Often it’s not what a company is saying as much as what they are not saying, said Rassier. “Broadly speaking we assess companies on their ESG performance and transparency. There is an assumption that if a company is not talking about an issue they are either performing poorly in that area or don’t have adequate management in place to understand the issue.”

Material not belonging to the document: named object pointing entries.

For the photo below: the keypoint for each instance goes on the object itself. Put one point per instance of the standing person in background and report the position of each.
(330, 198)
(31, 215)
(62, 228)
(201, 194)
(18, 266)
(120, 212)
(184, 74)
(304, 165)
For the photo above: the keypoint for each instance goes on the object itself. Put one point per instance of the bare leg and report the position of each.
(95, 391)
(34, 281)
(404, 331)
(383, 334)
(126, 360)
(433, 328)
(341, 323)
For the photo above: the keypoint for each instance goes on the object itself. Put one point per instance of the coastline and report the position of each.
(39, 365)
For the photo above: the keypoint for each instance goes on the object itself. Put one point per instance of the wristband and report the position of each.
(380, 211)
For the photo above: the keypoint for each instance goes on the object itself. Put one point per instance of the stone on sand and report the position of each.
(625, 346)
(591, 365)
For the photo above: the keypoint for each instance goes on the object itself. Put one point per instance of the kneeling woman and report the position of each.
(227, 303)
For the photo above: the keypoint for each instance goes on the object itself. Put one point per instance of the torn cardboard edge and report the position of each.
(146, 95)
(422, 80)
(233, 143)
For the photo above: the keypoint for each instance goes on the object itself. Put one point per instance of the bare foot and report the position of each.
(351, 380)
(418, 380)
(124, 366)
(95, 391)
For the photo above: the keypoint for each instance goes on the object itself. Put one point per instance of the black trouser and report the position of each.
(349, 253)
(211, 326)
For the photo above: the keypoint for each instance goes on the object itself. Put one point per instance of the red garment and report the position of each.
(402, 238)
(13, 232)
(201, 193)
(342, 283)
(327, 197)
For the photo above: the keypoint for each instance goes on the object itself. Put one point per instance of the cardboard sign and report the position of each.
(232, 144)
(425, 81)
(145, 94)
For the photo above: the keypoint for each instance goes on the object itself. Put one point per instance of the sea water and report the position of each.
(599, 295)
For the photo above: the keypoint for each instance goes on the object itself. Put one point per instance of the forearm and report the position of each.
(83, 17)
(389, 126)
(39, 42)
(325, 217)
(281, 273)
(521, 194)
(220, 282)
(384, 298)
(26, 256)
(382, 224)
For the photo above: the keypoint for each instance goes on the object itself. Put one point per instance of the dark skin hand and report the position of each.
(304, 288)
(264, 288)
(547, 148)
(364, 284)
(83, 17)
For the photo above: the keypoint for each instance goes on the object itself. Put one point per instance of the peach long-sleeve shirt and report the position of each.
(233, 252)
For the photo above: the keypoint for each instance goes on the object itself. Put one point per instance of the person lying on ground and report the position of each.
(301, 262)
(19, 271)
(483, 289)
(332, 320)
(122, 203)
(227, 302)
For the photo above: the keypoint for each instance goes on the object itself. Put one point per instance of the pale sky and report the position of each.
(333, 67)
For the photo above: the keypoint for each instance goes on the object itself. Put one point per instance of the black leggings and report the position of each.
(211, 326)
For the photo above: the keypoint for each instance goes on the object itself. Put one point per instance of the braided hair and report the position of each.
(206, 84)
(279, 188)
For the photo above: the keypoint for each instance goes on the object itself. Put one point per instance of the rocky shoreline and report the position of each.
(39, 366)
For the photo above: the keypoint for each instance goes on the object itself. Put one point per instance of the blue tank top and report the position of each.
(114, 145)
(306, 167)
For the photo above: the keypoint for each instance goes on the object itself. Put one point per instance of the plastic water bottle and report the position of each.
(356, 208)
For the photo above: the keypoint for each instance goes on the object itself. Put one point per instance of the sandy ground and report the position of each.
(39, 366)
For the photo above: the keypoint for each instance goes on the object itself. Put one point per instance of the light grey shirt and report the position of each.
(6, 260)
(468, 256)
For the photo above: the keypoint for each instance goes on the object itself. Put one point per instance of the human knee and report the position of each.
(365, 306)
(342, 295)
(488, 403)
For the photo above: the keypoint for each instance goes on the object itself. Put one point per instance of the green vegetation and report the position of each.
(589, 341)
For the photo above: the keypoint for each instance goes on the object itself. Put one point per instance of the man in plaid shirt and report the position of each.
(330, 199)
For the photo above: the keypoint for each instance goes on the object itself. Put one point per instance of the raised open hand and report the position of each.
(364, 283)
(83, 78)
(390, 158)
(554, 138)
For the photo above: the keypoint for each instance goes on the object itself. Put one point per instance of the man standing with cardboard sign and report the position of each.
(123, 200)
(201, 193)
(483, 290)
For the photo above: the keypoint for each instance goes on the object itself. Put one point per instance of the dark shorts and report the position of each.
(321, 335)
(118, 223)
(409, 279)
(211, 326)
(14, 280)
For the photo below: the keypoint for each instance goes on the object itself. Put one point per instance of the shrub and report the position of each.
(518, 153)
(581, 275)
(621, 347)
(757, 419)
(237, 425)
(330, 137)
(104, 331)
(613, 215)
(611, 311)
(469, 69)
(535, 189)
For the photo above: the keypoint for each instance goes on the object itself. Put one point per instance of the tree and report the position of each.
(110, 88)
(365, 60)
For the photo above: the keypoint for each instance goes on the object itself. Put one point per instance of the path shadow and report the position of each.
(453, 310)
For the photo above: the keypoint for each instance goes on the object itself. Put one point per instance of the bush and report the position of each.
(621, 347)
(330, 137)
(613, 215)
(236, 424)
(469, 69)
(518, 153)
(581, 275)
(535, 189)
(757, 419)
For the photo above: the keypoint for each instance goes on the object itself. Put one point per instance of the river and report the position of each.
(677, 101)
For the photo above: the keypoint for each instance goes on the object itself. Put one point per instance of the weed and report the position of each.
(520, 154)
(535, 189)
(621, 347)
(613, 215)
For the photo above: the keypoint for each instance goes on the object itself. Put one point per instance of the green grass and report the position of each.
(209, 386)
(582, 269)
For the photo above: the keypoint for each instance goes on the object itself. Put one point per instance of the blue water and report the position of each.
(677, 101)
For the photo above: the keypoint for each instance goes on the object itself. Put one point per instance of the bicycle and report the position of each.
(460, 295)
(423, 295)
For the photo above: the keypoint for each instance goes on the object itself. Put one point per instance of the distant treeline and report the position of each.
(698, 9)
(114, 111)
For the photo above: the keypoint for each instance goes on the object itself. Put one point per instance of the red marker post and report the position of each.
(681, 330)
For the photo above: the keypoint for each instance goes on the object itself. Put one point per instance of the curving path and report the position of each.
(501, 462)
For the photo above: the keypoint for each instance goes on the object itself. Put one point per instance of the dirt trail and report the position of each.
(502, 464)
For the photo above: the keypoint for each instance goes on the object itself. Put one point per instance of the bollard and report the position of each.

A recent report by Accenture and the World Economic Forum revealed that ESG intentions are outrunning companies' ability to deliver. As a result, Accenture and the World Economic Forum decoded what they refer to as "Sustainability DNA," a set of 21 management practices, systems and processes that form the foundations of stakeholder-centricity. Companies that follow those management practices, systems and processes will be ahead when it comes to their ESG criteria, the report argued.

In order to determine companies' sustainability DNA, Accenture and the World Economic Forum created the Sustainable Organization Index (SOI), which ranked nearly 4,000 companies based on market-facing evidence of ESG-supporting practices in 146 areas. Companies in the top quartile reflected significantly higher performance compared to those with lower scores. The report indicated that embedding sustainability drives behavioral changes in three ways: by encouraging human connections, enhancing collective intelligence, and encouraging accountability. 

The pandemic and events of the past year-plus have brought a renewed focus on the social aspects of ESG, and investors, employees and customers are paying attention. By following practices such as those put forth by Accenture and the World Economic Forum, companies can ensure their ESG rankings remain high, investors and stockholders remain loyal and customers and employees keep coming back.